Second: An all in one active load-speaker this small, singular and low powered will never sound "good" compared to the same money spent on actual audio (a basic integrated amp and some bookshelf speaker).
These types of devices are always a bag of compromise for audio quality, in the form of "everything must be small" (speaker diaphragms and drivers suffer because you need both large and small ones to comfortably reproduce the frequency spectrum without seriously fucking with the audio signal), battery powered (D-class amps), and finally mono for some bizarre reason, because who cares about sound anyway.

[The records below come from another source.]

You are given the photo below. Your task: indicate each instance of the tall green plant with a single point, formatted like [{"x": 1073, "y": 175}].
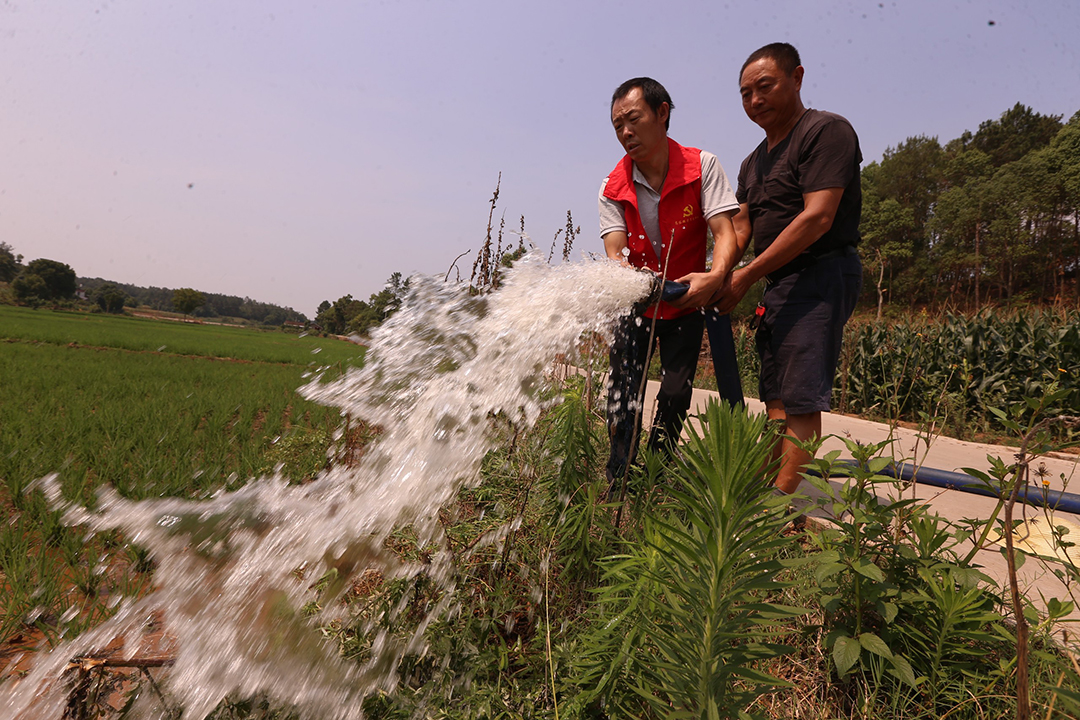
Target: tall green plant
[{"x": 682, "y": 623}]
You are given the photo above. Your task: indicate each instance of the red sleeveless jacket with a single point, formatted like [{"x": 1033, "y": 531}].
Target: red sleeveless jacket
[{"x": 679, "y": 212}]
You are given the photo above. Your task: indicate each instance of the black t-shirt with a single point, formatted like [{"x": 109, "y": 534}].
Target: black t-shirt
[{"x": 820, "y": 152}]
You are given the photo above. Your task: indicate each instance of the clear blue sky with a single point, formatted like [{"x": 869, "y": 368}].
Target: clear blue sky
[{"x": 299, "y": 151}]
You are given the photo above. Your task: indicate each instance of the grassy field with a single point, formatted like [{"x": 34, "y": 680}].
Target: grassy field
[
  {"x": 120, "y": 331},
  {"x": 153, "y": 408}
]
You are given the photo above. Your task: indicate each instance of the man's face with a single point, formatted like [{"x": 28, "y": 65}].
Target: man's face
[
  {"x": 639, "y": 130},
  {"x": 770, "y": 96}
]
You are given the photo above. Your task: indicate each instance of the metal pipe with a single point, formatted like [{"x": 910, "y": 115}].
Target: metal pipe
[{"x": 943, "y": 478}]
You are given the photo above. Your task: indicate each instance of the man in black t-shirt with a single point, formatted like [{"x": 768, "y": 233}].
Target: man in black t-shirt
[{"x": 800, "y": 201}]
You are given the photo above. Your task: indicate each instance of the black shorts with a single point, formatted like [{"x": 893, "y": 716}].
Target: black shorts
[{"x": 800, "y": 333}]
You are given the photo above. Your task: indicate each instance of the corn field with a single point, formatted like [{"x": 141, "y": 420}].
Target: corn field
[{"x": 956, "y": 367}]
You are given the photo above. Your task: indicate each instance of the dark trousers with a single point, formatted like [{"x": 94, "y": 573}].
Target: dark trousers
[
  {"x": 725, "y": 363},
  {"x": 679, "y": 342}
]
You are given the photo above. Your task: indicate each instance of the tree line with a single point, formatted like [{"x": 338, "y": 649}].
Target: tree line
[
  {"x": 989, "y": 217},
  {"x": 347, "y": 314},
  {"x": 45, "y": 281}
]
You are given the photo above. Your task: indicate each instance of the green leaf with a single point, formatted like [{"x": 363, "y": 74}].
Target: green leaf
[
  {"x": 867, "y": 569},
  {"x": 875, "y": 644},
  {"x": 846, "y": 653},
  {"x": 828, "y": 570}
]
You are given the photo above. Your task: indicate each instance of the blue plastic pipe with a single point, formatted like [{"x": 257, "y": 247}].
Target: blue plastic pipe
[{"x": 943, "y": 478}]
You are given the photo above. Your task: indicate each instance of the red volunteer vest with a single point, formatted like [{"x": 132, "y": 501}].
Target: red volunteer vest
[{"x": 679, "y": 212}]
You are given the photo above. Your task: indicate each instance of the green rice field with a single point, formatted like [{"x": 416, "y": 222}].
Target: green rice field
[{"x": 152, "y": 408}]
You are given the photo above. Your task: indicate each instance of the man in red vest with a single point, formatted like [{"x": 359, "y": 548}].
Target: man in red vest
[{"x": 656, "y": 207}]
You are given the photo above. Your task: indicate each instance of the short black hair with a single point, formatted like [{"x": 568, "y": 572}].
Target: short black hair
[
  {"x": 784, "y": 54},
  {"x": 653, "y": 93}
]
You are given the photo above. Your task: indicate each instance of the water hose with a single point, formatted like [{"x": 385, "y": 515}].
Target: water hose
[{"x": 943, "y": 478}]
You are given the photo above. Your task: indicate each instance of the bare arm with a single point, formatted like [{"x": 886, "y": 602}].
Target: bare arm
[
  {"x": 819, "y": 211},
  {"x": 615, "y": 243},
  {"x": 726, "y": 254}
]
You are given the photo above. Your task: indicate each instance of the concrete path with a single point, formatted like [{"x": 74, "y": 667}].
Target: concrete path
[{"x": 947, "y": 453}]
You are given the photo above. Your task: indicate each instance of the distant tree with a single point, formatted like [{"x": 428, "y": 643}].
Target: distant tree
[
  {"x": 110, "y": 298},
  {"x": 10, "y": 263},
  {"x": 186, "y": 299},
  {"x": 29, "y": 288},
  {"x": 348, "y": 314},
  {"x": 1017, "y": 132},
  {"x": 887, "y": 228},
  {"x": 58, "y": 277}
]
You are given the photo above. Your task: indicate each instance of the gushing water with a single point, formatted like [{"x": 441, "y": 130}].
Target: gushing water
[{"x": 229, "y": 581}]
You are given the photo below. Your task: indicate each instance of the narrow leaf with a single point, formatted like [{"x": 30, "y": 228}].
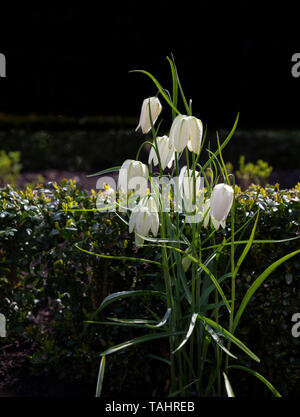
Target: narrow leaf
[
  {"x": 138, "y": 340},
  {"x": 100, "y": 376},
  {"x": 227, "y": 335},
  {"x": 259, "y": 376},
  {"x": 189, "y": 332},
  {"x": 228, "y": 387},
  {"x": 125, "y": 294}
]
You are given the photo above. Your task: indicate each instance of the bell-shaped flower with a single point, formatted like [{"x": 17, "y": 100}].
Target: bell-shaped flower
[
  {"x": 219, "y": 205},
  {"x": 132, "y": 174},
  {"x": 186, "y": 131},
  {"x": 150, "y": 105},
  {"x": 166, "y": 152},
  {"x": 190, "y": 188},
  {"x": 144, "y": 218}
]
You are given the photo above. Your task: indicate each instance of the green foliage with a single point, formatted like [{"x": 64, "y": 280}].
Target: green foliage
[
  {"x": 9, "y": 167},
  {"x": 50, "y": 289}
]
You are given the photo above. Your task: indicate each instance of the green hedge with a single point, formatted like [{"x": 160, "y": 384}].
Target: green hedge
[{"x": 49, "y": 288}]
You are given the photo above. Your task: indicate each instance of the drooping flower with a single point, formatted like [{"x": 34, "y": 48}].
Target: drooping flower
[
  {"x": 131, "y": 174},
  {"x": 144, "y": 218},
  {"x": 155, "y": 109},
  {"x": 219, "y": 205},
  {"x": 186, "y": 131},
  {"x": 190, "y": 191},
  {"x": 166, "y": 152}
]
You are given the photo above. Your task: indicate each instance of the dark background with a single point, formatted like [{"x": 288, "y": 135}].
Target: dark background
[{"x": 76, "y": 59}]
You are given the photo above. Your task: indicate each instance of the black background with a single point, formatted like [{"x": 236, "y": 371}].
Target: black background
[{"x": 75, "y": 59}]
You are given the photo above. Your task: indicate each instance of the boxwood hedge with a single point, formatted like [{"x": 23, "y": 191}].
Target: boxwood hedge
[{"x": 49, "y": 289}]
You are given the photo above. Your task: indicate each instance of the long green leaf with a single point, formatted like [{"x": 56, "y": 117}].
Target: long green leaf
[
  {"x": 259, "y": 376},
  {"x": 228, "y": 387},
  {"x": 118, "y": 323},
  {"x": 257, "y": 283},
  {"x": 206, "y": 270},
  {"x": 138, "y": 340},
  {"x": 218, "y": 340},
  {"x": 100, "y": 377},
  {"x": 125, "y": 294},
  {"x": 189, "y": 332},
  {"x": 227, "y": 335},
  {"x": 162, "y": 322},
  {"x": 223, "y": 144},
  {"x": 246, "y": 249},
  {"x": 160, "y": 89}
]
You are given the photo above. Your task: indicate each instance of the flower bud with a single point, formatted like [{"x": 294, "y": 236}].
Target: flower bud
[
  {"x": 155, "y": 109},
  {"x": 220, "y": 204},
  {"x": 186, "y": 131},
  {"x": 166, "y": 153},
  {"x": 130, "y": 173}
]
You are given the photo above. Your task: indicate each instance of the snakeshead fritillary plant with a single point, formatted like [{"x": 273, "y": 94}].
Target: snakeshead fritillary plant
[{"x": 201, "y": 315}]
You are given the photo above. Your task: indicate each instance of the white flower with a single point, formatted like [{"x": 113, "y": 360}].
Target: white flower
[
  {"x": 144, "y": 218},
  {"x": 166, "y": 152},
  {"x": 131, "y": 174},
  {"x": 219, "y": 205},
  {"x": 155, "y": 109},
  {"x": 190, "y": 189},
  {"x": 186, "y": 131}
]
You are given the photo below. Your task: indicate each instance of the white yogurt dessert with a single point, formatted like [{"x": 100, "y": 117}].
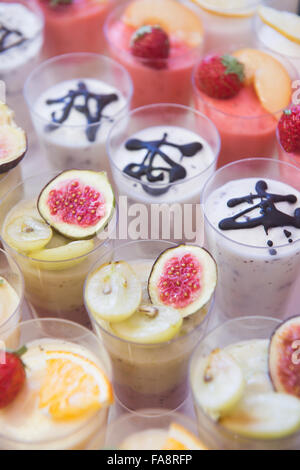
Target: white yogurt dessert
[
  {"x": 253, "y": 231},
  {"x": 21, "y": 38}
]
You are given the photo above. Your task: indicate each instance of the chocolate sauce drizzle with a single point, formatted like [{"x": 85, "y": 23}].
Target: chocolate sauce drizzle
[
  {"x": 10, "y": 38},
  {"x": 270, "y": 216},
  {"x": 147, "y": 167},
  {"x": 69, "y": 101}
]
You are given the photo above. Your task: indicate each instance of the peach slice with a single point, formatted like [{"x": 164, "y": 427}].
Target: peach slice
[
  {"x": 271, "y": 80},
  {"x": 175, "y": 18}
]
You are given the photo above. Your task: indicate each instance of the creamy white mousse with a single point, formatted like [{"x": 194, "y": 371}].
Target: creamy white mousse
[{"x": 198, "y": 167}]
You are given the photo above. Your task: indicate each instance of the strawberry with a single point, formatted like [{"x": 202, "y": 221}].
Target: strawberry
[
  {"x": 220, "y": 77},
  {"x": 152, "y": 44},
  {"x": 12, "y": 376},
  {"x": 289, "y": 129}
]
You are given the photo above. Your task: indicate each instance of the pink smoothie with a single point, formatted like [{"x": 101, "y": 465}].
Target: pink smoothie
[
  {"x": 246, "y": 128},
  {"x": 171, "y": 84}
]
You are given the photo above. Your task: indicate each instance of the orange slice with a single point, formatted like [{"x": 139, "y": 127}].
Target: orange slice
[
  {"x": 284, "y": 22},
  {"x": 180, "y": 438},
  {"x": 271, "y": 80},
  {"x": 171, "y": 16},
  {"x": 73, "y": 386}
]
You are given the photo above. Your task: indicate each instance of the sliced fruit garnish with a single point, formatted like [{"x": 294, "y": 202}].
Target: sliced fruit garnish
[
  {"x": 219, "y": 384},
  {"x": 77, "y": 203},
  {"x": 180, "y": 438},
  {"x": 284, "y": 357},
  {"x": 183, "y": 277},
  {"x": 113, "y": 292},
  {"x": 260, "y": 70},
  {"x": 149, "y": 324},
  {"x": 27, "y": 233},
  {"x": 173, "y": 17},
  {"x": 73, "y": 386},
  {"x": 286, "y": 23},
  {"x": 265, "y": 416}
]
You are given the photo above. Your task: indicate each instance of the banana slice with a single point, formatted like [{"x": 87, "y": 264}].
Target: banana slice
[
  {"x": 265, "y": 416},
  {"x": 113, "y": 292},
  {"x": 150, "y": 324},
  {"x": 27, "y": 234},
  {"x": 219, "y": 384}
]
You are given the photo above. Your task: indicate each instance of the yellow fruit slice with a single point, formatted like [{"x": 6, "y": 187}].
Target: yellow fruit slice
[
  {"x": 175, "y": 18},
  {"x": 180, "y": 438},
  {"x": 271, "y": 80},
  {"x": 73, "y": 386},
  {"x": 284, "y": 22}
]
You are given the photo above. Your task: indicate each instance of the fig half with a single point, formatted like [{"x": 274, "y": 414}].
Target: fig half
[
  {"x": 77, "y": 203},
  {"x": 284, "y": 357}
]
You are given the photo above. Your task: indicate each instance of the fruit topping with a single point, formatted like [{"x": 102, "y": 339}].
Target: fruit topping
[
  {"x": 77, "y": 203},
  {"x": 289, "y": 129},
  {"x": 265, "y": 416},
  {"x": 12, "y": 376},
  {"x": 179, "y": 438},
  {"x": 27, "y": 233},
  {"x": 284, "y": 363},
  {"x": 220, "y": 77},
  {"x": 260, "y": 70},
  {"x": 183, "y": 277},
  {"x": 151, "y": 44},
  {"x": 13, "y": 146},
  {"x": 286, "y": 23},
  {"x": 113, "y": 292},
  {"x": 174, "y": 18},
  {"x": 219, "y": 384},
  {"x": 150, "y": 324},
  {"x": 73, "y": 386}
]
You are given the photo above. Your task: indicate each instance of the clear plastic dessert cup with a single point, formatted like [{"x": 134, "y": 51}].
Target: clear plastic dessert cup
[
  {"x": 10, "y": 272},
  {"x": 252, "y": 277},
  {"x": 213, "y": 434},
  {"x": 199, "y": 168},
  {"x": 79, "y": 140},
  {"x": 71, "y": 434},
  {"x": 52, "y": 288},
  {"x": 170, "y": 82},
  {"x": 145, "y": 429},
  {"x": 242, "y": 135},
  {"x": 150, "y": 375}
]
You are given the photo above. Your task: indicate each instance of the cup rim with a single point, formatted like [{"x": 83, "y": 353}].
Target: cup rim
[
  {"x": 127, "y": 117},
  {"x": 220, "y": 170},
  {"x": 46, "y": 63}
]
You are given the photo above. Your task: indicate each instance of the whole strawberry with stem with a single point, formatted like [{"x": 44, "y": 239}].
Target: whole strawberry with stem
[
  {"x": 289, "y": 129},
  {"x": 220, "y": 77},
  {"x": 151, "y": 43},
  {"x": 12, "y": 376}
]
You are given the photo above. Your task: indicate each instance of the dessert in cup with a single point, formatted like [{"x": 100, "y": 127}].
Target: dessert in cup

Having purchased the HomePod, it's noticeably better than the bookshelf speakers I own (AudioEngine A2+ and Odyssey LES).
It also sounds as good as my Vizio soundbar/subwoofer combo, though I've not compared it at high volume or with movies.
It is, not unexpectedly, vastly better than my battery-powered BeoPlay P2 Bluetooth speaker.
I'm very impressed.
I've no doubt many people will be impressed, it's all relative. But if you actually care about audio you could have bought a lot more for you $300 or whatever it is, but then people don't buy these types of things for audio, they buy them for integration.
The fact that you are comparing it to a "soundbar" shows that you probably haven't heard much better. (i'm not trying to be nasty, it's just true of most consumers, we are not living in the HiFi age anymore).